Homem de pôr
café
Até aquele
domingo só havia entrado numa igreja porque minha mãe, certa vez, cismou de eu,
ainda adolescente, apadrinhar a filha de uma freguesa dela. Obviamente que o
arranjo resultou numa relação de compadrio fracassada e depois, reciprocamente
esquecida.
Eis que no domingo,
dentro da programação do encontro, ocorreria a celebração da Eucaristia. Corri
e revelei aos coordenadores que não era católico praticante, não lembrava a
única vez que tinha participado de uma missa, sequer carregava o abono da
Primeira Comunhão. Reconheci que não era merecedor de celebrar com os outros
naquele domingo. Celebrei. Fiz a confissão com o Padre Lourenço, fui absolvido
e recebi conselhos do Bertolusso. Naquele dia aconteceu a minha Primeira
Comunhão.
A missa encerrava
três dias de reflexões contidos no encontro anual de jovens da Escola Salesiana
do Trabalho.
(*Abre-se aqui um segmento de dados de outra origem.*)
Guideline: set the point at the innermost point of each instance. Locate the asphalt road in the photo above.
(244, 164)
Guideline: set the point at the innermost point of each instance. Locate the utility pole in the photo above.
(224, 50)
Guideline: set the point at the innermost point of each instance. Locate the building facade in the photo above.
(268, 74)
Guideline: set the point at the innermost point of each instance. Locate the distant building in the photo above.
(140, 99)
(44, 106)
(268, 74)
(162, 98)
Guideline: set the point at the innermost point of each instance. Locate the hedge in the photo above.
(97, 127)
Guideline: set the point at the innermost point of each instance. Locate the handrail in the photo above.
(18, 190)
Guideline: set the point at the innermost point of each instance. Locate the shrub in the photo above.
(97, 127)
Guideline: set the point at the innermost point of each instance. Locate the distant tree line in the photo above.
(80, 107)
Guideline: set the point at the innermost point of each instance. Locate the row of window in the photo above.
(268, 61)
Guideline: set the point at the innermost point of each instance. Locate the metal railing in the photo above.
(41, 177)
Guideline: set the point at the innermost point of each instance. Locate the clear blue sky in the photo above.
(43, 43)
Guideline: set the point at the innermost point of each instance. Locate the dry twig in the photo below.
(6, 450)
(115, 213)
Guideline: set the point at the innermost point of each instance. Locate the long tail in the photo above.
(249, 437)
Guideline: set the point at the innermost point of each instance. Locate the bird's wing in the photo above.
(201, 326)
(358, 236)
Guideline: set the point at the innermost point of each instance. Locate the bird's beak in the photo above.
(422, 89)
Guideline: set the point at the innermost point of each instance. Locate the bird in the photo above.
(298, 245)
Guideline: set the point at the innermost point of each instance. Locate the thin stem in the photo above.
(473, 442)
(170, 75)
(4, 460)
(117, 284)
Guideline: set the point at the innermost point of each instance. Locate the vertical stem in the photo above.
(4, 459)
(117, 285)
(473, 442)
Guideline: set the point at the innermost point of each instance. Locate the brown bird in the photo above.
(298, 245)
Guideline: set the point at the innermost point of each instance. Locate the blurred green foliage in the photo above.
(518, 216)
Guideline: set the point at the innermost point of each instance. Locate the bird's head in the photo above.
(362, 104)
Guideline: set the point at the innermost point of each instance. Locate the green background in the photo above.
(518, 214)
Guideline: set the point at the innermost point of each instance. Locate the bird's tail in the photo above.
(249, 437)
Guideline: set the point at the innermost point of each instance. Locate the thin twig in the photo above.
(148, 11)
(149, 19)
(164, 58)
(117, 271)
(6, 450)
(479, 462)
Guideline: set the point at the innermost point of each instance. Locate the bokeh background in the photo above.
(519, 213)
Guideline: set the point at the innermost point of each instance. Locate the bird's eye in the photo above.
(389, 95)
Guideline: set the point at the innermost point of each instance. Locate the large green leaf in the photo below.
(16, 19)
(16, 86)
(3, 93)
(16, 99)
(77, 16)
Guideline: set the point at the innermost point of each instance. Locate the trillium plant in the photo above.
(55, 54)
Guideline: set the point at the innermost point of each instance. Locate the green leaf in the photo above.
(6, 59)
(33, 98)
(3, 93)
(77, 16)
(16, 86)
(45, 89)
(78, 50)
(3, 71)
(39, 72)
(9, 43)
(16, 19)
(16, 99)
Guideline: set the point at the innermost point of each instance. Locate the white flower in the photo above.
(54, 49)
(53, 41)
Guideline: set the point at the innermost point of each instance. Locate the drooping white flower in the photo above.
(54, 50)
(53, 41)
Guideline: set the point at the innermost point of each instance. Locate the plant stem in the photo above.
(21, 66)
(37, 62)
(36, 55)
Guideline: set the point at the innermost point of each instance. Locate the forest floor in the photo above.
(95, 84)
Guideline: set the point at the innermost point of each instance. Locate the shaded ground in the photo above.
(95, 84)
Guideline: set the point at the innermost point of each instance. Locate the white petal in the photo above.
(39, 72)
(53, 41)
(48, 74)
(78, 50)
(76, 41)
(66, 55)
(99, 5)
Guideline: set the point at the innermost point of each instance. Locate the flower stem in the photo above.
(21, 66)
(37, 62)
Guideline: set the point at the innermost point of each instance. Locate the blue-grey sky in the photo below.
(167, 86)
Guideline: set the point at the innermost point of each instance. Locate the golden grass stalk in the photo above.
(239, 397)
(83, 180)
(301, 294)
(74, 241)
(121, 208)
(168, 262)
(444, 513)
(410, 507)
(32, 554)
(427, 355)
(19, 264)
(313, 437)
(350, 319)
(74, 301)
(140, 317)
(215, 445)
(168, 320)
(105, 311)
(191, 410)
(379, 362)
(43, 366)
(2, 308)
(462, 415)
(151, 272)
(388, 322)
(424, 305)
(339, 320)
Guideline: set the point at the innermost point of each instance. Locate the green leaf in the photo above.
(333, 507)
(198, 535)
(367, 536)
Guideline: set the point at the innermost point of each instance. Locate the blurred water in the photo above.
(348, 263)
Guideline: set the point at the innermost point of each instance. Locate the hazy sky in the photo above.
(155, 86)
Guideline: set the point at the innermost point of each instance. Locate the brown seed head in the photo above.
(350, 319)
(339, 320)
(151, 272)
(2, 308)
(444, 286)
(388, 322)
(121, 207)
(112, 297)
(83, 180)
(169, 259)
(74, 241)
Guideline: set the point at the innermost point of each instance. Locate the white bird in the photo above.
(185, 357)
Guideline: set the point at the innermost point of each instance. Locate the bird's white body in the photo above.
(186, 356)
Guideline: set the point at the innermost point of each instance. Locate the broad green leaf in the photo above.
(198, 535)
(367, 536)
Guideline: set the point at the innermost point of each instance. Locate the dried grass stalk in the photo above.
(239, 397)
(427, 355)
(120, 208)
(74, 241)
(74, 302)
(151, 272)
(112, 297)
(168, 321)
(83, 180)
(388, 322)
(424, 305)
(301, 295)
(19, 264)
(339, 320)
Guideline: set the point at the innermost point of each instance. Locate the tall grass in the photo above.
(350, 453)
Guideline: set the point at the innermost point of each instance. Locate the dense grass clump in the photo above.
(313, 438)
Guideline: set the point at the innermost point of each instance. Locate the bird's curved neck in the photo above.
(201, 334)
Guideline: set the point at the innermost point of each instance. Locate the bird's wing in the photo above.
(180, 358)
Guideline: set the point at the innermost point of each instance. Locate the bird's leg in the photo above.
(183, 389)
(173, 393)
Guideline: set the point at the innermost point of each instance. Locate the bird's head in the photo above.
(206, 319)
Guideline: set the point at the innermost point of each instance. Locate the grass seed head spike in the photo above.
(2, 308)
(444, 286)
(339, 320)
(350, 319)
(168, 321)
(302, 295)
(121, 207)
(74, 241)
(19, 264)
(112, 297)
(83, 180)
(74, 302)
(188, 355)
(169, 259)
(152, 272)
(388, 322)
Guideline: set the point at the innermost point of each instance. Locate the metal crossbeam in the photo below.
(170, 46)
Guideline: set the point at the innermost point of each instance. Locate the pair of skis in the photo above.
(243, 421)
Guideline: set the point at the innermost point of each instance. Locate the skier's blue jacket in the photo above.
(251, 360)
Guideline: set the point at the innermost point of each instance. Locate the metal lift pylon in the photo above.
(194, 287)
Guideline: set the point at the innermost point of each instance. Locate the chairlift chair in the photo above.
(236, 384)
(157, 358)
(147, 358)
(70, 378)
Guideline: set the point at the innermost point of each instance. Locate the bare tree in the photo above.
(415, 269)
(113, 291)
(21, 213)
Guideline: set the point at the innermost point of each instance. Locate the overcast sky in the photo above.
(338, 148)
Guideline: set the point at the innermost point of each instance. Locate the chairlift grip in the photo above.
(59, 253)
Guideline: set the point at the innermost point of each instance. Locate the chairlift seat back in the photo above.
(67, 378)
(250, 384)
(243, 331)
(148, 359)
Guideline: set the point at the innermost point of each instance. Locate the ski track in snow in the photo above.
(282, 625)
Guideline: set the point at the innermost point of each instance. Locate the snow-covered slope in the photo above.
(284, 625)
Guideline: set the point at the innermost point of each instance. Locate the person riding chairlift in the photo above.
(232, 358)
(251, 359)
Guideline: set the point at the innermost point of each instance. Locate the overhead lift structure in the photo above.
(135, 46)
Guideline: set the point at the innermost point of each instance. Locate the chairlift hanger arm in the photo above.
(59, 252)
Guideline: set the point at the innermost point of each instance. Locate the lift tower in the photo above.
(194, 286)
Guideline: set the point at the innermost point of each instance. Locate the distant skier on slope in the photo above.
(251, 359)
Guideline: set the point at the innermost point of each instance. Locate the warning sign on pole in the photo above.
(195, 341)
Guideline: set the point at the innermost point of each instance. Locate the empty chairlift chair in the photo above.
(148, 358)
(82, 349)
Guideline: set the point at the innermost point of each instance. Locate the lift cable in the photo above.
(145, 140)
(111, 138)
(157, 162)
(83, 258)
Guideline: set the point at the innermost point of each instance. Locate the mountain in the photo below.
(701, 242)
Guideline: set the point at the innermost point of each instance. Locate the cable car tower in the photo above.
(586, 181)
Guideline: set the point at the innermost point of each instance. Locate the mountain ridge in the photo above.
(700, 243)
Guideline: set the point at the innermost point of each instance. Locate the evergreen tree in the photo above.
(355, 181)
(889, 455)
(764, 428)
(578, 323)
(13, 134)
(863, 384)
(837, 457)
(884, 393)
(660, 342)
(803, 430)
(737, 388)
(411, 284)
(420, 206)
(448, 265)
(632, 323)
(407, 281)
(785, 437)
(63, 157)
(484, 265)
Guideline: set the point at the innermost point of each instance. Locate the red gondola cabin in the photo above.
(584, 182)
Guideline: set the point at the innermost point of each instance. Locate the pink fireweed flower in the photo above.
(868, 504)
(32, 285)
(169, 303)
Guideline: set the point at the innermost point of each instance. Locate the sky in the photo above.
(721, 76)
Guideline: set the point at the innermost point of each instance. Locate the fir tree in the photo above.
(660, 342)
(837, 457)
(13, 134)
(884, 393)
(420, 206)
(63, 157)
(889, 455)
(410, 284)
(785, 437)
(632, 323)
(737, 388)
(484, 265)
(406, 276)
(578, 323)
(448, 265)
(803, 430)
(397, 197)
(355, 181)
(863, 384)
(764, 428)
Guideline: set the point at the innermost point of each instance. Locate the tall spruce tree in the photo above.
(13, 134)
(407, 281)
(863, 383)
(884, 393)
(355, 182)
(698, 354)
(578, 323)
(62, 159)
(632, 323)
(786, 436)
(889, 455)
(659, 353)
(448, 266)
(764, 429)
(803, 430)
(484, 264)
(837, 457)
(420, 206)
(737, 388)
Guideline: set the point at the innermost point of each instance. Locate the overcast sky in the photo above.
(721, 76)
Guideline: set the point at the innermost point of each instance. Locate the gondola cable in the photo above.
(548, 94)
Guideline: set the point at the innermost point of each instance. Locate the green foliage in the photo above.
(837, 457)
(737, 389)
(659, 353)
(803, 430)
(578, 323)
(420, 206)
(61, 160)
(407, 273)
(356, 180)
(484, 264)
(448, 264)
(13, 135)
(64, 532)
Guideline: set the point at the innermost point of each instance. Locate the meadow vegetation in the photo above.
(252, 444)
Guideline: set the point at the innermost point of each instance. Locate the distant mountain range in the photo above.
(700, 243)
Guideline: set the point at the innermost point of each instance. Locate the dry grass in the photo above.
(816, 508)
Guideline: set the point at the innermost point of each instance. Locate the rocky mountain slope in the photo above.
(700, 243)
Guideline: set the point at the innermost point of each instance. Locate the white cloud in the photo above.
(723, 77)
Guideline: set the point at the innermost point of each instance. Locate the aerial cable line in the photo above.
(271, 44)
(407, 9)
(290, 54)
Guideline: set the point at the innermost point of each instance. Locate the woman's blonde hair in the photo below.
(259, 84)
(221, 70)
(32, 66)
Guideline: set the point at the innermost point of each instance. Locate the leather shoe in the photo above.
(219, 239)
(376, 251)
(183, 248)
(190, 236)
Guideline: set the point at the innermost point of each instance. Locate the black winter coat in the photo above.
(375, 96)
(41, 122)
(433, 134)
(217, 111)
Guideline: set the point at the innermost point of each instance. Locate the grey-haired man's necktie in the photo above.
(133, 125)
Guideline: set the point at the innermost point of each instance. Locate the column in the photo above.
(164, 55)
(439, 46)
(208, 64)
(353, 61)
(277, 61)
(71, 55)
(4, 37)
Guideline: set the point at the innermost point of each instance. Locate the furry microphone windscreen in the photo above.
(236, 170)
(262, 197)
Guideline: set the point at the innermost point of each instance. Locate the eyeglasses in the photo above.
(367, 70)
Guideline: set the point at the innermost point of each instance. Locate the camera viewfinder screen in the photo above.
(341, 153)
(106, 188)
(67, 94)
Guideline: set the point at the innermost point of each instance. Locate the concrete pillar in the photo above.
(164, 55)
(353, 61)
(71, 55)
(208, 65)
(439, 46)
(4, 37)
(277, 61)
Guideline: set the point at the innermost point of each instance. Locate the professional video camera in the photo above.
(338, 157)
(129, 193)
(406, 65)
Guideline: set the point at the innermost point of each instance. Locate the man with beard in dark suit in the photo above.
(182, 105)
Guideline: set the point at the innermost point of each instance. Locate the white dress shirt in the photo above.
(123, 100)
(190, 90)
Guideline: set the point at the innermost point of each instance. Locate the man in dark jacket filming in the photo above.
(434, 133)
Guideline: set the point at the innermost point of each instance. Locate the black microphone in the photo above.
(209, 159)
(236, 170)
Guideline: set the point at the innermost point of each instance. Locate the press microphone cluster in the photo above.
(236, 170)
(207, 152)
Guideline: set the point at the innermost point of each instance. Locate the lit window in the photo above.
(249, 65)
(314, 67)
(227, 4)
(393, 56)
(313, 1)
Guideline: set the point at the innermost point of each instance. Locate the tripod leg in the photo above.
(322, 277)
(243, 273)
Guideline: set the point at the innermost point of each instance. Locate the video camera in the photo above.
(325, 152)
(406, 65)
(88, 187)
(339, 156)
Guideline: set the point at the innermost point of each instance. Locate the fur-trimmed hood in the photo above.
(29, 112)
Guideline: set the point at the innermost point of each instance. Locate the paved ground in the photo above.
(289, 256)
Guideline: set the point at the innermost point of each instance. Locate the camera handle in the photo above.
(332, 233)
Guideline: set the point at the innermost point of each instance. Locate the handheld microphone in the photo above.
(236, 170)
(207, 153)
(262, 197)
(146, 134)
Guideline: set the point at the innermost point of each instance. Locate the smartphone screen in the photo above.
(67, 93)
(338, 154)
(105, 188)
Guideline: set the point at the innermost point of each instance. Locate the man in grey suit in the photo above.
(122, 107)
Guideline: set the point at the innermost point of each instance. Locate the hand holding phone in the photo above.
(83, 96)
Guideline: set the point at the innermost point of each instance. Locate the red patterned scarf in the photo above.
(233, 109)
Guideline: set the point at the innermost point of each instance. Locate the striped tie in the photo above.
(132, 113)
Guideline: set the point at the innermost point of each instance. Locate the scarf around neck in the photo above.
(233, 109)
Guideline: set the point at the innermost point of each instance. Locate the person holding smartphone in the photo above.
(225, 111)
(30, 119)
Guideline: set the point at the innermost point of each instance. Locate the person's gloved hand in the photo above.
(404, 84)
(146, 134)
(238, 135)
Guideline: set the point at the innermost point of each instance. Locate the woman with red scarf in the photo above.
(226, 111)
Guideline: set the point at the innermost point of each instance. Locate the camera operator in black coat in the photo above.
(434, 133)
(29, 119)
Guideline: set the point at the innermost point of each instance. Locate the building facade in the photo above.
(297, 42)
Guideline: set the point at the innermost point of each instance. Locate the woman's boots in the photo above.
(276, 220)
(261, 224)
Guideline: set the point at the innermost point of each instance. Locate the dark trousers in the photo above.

O encontro avalizava os garotos a ingressarem no Movimento
Caminhada, grupo de ação pastoral mantido pela Escola. A reunião se realizava
na casa dos padres em Mosqueiro e na volta para Belém, uma recepção cheia de
emoção nos aguardava. Todo o cenário concorria para um arrebatamento, um êxtase
quase incontrolável, uma explosão de fé. O encontro que dava início à nossa caminhada
era como se fosse uma fonte de múltiplas energias, manancial de esperanças,
águas puras e santas das quais nos nutríamos de força e coragem para mudar o
mundo.
Mas foi a conta.
Quando voltei para Belém, pensei já ser santo. Na recepção, logo dei um carão
na minha família, porque viviam na perdição; nos dias seguintes, virei-me
contra os moleques da rua; me isolei dos colegas da Escola Técnica. Estava
purificado e não podia correr o risco de me perder de novo pelos escuros do
mundo. Alguém que me conhecesse, arriscaria dizer que eu tinha ficado bilé da
cuca. Era quase um fanático. Um fundamentalista cristão edificado em três dias
de retiro.
Não aconteceu o
mesmo com os outros meninos que fizeram o encontro comigo, porque eles já eram
maceteados, viviam a realidade de uma escola religiosa. Nada do que ouviram ou
fizeram no encontro, era novidade para eles. Para mim, sim. Não era aluno
salesiano, nem de longe íntimo da fé e dos ritos da igreja. Quando me vi
naquele fim de semana, minado de informações e doutrinas nunca experimentadas,
me impressionei.
Logo no início
do isolamento social, fui liberado de fazer o café aqui em casa. O coletivo não
aprovou minhas experiências. Passados quatro meses, fui autorizado a inventar de
novo. Todo dia faço de um jeito ou de uma composição diferente e depois
pergunto pra turma se acertei no sabor. Não sei deixar panela no fogo sem
assistência, até concluir o processo, fico em cima. Observo todos os fenômenos
que acontecem. O aquecimento da água, a subida das primeiras bolhas, a reação
de solubilização quando a gente acrescenta açúcar, a evolução da temperatura
quando a gente não coloca açúcar, a dissolução do pó sobre a água e da água
sobre o pó. Enquanto preparo o café, resgato um dos enunciados mais sublimes da
Física: o Princípio da Incerteza.
Até aquele
domingo nunca tinha entrado numa igreja de vontade própria. Não imaginava o
peso de uma conversão. Era um sereno rapazinho de pouca fé e de prudentes
incertezas, como, mais tranquilamente, hoje me sinto. Sei hoje que nada é
determinadamente absoluto, santo ou isento, como, durante minha caminhada, me
fizeram acreditar, os meninos maceteados que fizeram um encontro de três dias
comigo, na casa dos padres, em Mosqueiro.